The issue of lis pendens and res judicata are fundamental principles of procedural law. On their surface they appear as clear-cut and not susceptible of stirring academic controversy.
However, looking somewhat closer at these concepts and their practical application in the variegated circumstances of live situations one will soon discover that they will occasionally appear less self evident and less suited for sweeping categorical statements.
This paper will endeavour to look at some situations which may arise in adjudicatory practice at the crossroads of competing court and arbitration proceedings and their resultant decisions.
This paper will discuss these issues from the perspective of the arbitrator.

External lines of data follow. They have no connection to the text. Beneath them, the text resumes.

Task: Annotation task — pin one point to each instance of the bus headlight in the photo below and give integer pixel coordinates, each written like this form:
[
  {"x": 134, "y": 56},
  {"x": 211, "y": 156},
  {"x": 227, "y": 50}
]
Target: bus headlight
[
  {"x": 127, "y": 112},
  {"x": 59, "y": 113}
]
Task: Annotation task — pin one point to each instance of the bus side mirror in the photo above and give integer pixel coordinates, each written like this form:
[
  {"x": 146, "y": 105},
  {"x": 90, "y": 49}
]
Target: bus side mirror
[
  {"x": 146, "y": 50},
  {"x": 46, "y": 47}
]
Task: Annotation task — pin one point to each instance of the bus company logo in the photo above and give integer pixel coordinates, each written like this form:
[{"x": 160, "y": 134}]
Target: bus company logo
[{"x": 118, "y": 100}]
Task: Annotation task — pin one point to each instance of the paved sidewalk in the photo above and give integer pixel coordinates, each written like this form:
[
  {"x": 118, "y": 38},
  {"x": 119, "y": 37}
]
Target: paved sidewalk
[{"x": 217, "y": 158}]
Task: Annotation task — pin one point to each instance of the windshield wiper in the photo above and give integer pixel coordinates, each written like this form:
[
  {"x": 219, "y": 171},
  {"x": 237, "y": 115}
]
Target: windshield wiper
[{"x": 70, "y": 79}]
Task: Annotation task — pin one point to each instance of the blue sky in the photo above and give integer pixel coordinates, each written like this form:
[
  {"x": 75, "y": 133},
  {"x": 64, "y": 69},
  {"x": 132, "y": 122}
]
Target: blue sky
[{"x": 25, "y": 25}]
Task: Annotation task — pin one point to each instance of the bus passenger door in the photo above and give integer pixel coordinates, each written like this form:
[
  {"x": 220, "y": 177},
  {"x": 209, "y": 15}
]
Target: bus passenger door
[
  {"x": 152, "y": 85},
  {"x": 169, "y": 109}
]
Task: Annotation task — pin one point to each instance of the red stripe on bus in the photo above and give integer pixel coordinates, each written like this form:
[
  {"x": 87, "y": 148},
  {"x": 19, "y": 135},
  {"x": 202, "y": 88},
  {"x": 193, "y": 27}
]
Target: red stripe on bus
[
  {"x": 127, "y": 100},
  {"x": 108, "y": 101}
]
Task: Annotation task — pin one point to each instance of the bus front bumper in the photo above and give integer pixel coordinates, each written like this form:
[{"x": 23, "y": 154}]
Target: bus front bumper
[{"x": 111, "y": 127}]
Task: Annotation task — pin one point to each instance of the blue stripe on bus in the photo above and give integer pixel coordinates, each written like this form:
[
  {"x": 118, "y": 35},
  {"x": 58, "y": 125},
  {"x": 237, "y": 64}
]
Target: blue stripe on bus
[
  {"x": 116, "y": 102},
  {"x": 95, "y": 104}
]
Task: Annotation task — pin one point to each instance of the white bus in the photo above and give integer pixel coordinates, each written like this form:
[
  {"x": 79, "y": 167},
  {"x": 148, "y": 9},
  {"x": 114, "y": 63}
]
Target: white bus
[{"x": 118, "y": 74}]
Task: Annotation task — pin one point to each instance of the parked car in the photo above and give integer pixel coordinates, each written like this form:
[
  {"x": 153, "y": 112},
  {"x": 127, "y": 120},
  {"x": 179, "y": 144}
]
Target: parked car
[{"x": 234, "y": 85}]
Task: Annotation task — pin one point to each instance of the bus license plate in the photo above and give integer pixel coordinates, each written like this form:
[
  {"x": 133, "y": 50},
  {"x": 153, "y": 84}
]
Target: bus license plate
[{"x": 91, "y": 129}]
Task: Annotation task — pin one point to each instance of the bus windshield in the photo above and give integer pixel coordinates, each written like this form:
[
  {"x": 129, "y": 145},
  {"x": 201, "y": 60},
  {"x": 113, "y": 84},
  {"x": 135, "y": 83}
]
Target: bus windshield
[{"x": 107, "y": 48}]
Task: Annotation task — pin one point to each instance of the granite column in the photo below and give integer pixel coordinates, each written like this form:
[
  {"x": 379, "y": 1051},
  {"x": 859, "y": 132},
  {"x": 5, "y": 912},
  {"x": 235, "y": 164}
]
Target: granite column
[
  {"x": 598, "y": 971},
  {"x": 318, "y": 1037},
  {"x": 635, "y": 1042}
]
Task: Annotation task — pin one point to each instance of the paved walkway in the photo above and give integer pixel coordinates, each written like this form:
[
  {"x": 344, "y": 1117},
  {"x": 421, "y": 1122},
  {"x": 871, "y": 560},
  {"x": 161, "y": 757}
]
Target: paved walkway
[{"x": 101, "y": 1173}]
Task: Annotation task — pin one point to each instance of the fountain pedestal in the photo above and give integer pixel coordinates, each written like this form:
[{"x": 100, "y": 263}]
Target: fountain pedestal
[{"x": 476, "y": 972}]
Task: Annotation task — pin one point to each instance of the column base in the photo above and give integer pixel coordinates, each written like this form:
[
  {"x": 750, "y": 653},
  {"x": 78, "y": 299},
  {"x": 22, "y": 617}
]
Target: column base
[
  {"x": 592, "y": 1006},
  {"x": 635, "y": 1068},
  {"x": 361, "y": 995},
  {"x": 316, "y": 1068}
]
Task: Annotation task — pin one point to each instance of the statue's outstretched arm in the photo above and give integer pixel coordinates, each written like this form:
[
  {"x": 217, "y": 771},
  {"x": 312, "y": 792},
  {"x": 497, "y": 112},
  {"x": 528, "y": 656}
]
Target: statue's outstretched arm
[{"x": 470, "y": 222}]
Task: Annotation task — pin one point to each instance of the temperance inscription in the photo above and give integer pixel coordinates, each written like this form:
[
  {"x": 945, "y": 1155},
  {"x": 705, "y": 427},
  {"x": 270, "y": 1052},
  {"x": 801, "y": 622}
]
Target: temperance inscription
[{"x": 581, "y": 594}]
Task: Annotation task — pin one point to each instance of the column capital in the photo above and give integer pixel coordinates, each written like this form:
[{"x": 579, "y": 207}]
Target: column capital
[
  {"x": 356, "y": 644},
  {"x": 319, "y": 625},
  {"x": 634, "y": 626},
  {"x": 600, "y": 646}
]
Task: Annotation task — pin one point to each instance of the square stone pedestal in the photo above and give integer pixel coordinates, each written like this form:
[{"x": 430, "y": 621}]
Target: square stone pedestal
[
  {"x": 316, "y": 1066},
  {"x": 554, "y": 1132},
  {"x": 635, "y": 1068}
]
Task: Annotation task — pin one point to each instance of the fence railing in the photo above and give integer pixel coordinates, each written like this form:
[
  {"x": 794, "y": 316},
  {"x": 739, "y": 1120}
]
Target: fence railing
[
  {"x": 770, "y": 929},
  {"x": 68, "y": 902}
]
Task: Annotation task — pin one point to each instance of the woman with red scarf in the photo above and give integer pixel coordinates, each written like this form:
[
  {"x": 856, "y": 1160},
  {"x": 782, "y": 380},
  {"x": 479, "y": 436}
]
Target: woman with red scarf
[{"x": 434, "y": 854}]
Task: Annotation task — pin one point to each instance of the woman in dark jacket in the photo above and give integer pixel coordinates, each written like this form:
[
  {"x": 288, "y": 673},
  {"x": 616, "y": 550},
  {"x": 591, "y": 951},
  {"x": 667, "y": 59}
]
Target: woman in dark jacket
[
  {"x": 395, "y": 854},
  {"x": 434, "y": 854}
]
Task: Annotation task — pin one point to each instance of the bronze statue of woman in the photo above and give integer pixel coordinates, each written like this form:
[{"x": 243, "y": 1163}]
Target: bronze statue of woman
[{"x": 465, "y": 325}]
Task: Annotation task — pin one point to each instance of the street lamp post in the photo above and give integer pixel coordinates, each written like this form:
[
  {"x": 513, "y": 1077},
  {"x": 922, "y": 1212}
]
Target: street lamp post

II. REGULATION WITH NATION-WIDE SCOPE OF APPLICATION
Nowadays, the rules on res judicata and lis pendens are part of the domestic procedural arsenal of all countries with reasonably well- developed legal traditions. Usually — and always so in the civil-law systems of Continental Europe — these rules are in¬cluded in the respective Acts on Procedure (The Swedish Procedural Code, Chapt. 13, Art. 6 (lis pendens) and Chapt. 17, Art. 11 (res judicata), German § 322 ZPO, French Nouv.C.Proc.Civ, Art 480), while the so-called estoppel per rem judicatam is a non-statutory rule of evidence in English law.